发表刊物：INTERNATIONAL JOURNAL FOR MULTISCALE COMPUTATIONAL ENGINEERING

收录刊物：SCIE、EI、Scopus

卷号：12

期号：2

页面范围：127-154

ISSN号：1543-1649

关键字：multiscale computational method; heterogeneous material; elastoplastic dynamic analysis; numerical base functions

摘要：The elastoplastic dynamic analysis of heterogeneous materials is studied based on the multiscale computational method developed in our previous work (Zhang et al., 2013). The basic principles of this method are introduced briefly. To describe the complex deformation, a 2D multinode coarse element is proposed. In addition, to improve the computational accuracy for the dynamic problems, mode base functions are introduced into the multiscale numerical base functions to consider the dynamic effect of the structure.
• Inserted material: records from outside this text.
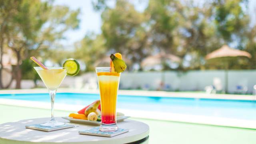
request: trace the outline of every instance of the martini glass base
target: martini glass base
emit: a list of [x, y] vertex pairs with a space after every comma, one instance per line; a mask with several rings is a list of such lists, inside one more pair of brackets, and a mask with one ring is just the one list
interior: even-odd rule
[[101, 123], [100, 130], [102, 132], [114, 132], [117, 130], [118, 127], [116, 123], [112, 124], [104, 124]]
[[64, 122], [59, 122], [56, 120], [50, 120], [46, 123], [40, 124], [40, 125], [43, 126], [54, 127], [60, 126], [65, 124]]

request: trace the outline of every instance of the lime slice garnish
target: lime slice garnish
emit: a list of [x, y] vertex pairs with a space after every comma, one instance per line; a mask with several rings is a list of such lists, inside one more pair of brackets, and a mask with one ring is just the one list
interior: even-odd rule
[[80, 70], [78, 62], [74, 58], [69, 58], [63, 64], [63, 67], [67, 69], [67, 74], [71, 76], [77, 74]]

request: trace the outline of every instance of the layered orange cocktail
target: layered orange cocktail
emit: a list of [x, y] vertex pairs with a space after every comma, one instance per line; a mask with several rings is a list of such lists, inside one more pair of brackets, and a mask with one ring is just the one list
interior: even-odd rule
[[110, 72], [110, 68], [96, 68], [101, 106], [100, 130], [112, 131], [117, 130], [116, 107], [120, 74]]

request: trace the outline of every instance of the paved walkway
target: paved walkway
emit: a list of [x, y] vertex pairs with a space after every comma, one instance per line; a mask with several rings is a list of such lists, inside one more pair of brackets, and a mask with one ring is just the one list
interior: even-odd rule
[[[0, 90], [0, 94], [22, 94], [48, 93], [46, 88], [32, 89]], [[81, 89], [59, 88], [58, 92], [74, 92], [98, 94], [98, 90], [86, 90]], [[194, 98], [198, 98], [226, 99], [234, 100], [255, 100], [256, 96], [252, 95], [207, 94], [204, 92], [172, 92], [160, 91], [136, 90], [119, 90], [119, 94], [132, 96], [152, 96], [169, 97]]]
[[[55, 111], [55, 116], [72, 112]], [[50, 110], [0, 105], [0, 123], [49, 117]], [[150, 144], [256, 144], [256, 130], [145, 119], [132, 118], [148, 124]]]

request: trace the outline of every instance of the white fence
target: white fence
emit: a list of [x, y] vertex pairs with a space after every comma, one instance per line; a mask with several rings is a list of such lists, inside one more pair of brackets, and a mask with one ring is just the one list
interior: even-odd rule
[[[214, 79], [218, 80], [222, 90], [225, 89], [225, 71], [219, 70], [190, 70], [186, 72], [125, 72], [122, 74], [120, 88], [125, 89], [164, 89], [170, 91], [204, 91], [207, 86], [214, 85]], [[228, 91], [234, 93], [238, 86], [247, 88], [248, 93], [252, 92], [256, 84], [256, 70], [229, 70]], [[14, 82], [15, 83], [15, 81]], [[15, 84], [12, 84], [13, 88]], [[44, 87], [39, 81], [39, 86]], [[95, 73], [90, 72], [75, 77], [67, 76], [61, 87], [95, 89], [97, 80]], [[22, 88], [34, 86], [32, 80], [22, 82]]]
[[[252, 92], [256, 84], [256, 70], [229, 70], [227, 72], [229, 92], [236, 92], [239, 86], [247, 88], [249, 93]], [[206, 86], [214, 85], [215, 79], [219, 80], [224, 90], [225, 78], [225, 71], [222, 70], [125, 72], [122, 74], [120, 82], [124, 89], [157, 90], [163, 87], [171, 91], [204, 91]]]

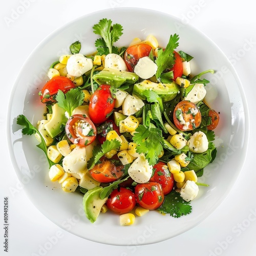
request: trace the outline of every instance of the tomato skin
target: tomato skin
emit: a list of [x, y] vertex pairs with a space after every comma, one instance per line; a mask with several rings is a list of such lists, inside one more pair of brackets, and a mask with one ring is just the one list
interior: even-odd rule
[[42, 103], [51, 104], [55, 102], [53, 97], [59, 90], [66, 93], [74, 88], [75, 84], [66, 76], [55, 76], [49, 80], [44, 86], [40, 92], [40, 99]]
[[208, 130], [212, 131], [217, 126], [220, 117], [217, 112], [214, 110], [210, 110], [209, 111], [209, 116], [211, 117], [211, 123], [207, 127]]
[[110, 91], [110, 86], [101, 84], [90, 100], [89, 113], [94, 123], [101, 123], [110, 116], [115, 107], [115, 99]]
[[163, 189], [157, 182], [138, 184], [135, 189], [137, 203], [148, 210], [155, 210], [161, 206], [164, 199]]
[[152, 50], [152, 47], [146, 44], [138, 44], [128, 47], [124, 53], [124, 59], [129, 71], [133, 72], [139, 59], [148, 56]]
[[163, 162], [158, 162], [153, 168], [156, 168], [156, 170], [150, 181], [160, 184], [164, 195], [169, 194], [174, 186], [173, 174], [170, 173], [167, 166]]
[[[88, 123], [93, 130], [92, 136], [84, 136], [82, 129], [77, 124]], [[76, 114], [71, 116], [65, 126], [65, 131], [70, 140], [79, 146], [86, 146], [94, 141], [97, 136], [97, 131], [94, 124], [85, 115]]]
[[116, 166], [110, 161], [104, 160], [101, 163], [94, 165], [90, 170], [90, 173], [97, 181], [108, 183], [115, 181], [123, 175], [122, 171], [123, 167], [122, 165]]
[[134, 193], [124, 187], [113, 190], [106, 201], [108, 208], [117, 214], [127, 214], [134, 208], [136, 204]]
[[[191, 110], [193, 109], [196, 110], [196, 114], [191, 112]], [[182, 120], [180, 120], [179, 114], [181, 112], [185, 122], [189, 123], [187, 127], [185, 127], [185, 123], [182, 123]], [[176, 105], [174, 111], [174, 121], [178, 129], [181, 131], [191, 131], [199, 126], [201, 121], [201, 112], [194, 103], [188, 100], [183, 100]]]

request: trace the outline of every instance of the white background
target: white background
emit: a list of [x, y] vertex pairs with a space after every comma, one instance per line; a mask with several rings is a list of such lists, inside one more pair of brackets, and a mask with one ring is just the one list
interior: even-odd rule
[[[239, 4], [230, 0], [174, 2], [98, 0], [89, 3], [84, 0], [13, 0], [2, 4], [0, 223], [3, 223], [4, 198], [8, 197], [10, 226], [8, 253], [4, 251], [4, 230], [0, 229], [0, 255], [255, 255], [254, 8], [249, 0], [244, 0]], [[130, 247], [88, 241], [61, 229], [47, 219], [29, 200], [20, 186], [9, 157], [5, 135], [7, 107], [11, 88], [25, 59], [37, 44], [55, 29], [84, 14], [126, 7], [167, 12], [189, 23], [215, 41], [232, 60], [243, 84], [251, 117], [246, 163], [223, 203], [207, 219], [185, 233], [160, 243]], [[14, 13], [17, 12], [19, 14]], [[238, 159], [240, 160], [244, 159]]]

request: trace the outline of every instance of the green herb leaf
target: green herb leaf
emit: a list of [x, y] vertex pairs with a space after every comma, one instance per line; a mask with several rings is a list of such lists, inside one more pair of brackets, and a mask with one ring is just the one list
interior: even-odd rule
[[181, 197], [180, 193], [173, 190], [165, 196], [164, 201], [157, 209], [161, 213], [169, 214], [174, 218], [179, 218], [191, 213], [192, 207]]
[[38, 130], [29, 122], [24, 115], [19, 115], [17, 117], [17, 124], [25, 126], [22, 130], [22, 132], [23, 134], [32, 135], [32, 134], [37, 134], [39, 135], [41, 139], [41, 142], [37, 145], [36, 146], [42, 150], [45, 153], [47, 160], [48, 161], [49, 167], [54, 165], [54, 163], [52, 162], [47, 156], [47, 146], [45, 143], [45, 139], [42, 138]]

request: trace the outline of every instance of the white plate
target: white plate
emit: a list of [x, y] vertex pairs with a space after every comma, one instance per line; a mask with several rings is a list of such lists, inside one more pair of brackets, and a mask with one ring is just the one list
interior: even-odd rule
[[[108, 212], [91, 223], [84, 216], [82, 196], [64, 193], [57, 183], [48, 177], [48, 164], [35, 145], [34, 136], [22, 136], [16, 117], [26, 115], [32, 123], [42, 119], [44, 106], [38, 92], [47, 80], [49, 65], [69, 52], [70, 45], [79, 40], [81, 52], [95, 50], [98, 36], [92, 27], [102, 18], [123, 27], [118, 45], [127, 45], [135, 37], [144, 39], [154, 34], [165, 46], [169, 35], [179, 35], [182, 50], [193, 56], [192, 71], [197, 74], [213, 69], [214, 75], [204, 77], [208, 102], [220, 112], [216, 131], [220, 146], [214, 162], [205, 168], [201, 181], [210, 186], [201, 187], [200, 194], [191, 205], [189, 215], [176, 219], [152, 211], [137, 217], [134, 225], [120, 226], [119, 217]], [[244, 164], [247, 148], [248, 123], [246, 101], [242, 86], [228, 59], [218, 47], [202, 33], [176, 18], [152, 10], [115, 8], [81, 17], [53, 33], [38, 46], [26, 62], [14, 85], [9, 106], [8, 138], [10, 154], [17, 175], [35, 206], [64, 229], [89, 240], [116, 245], [148, 244], [174, 237], [191, 229], [207, 218], [224, 201], [237, 180]]]

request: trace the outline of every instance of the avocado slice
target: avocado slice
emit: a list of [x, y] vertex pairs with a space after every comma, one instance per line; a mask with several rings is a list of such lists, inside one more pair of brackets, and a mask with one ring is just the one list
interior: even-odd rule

For nonlinear elastic or elastoplastic dynamic problems, the microscopic unbalanced nodal force cannot be projected to the macroscopic level effectively only by the displacement and mode base functions when the nonlinear material deformation occurs during the computation. So a correction technique of the local displacement is applied to deal with the unprojected microscopic unbalance forces within the coarse element. Furthermore, the computational procedures of a two-scale modeling are proposed within the framework of nonlinear dynamic analysis. Extensive numerical experiments are carried out and the results are compared with the traditional finite element method (FEM) which is applied directly on the fine-scale mesh. It is shown that the proposed multiscale method can obtain excellent precision of the nonlinear dynamic response of the elastoplastic heterogeneous materials. Moreover, the computation comparisons indicate that the proposed method spends less computer memory and CPU time than the traditional FEM.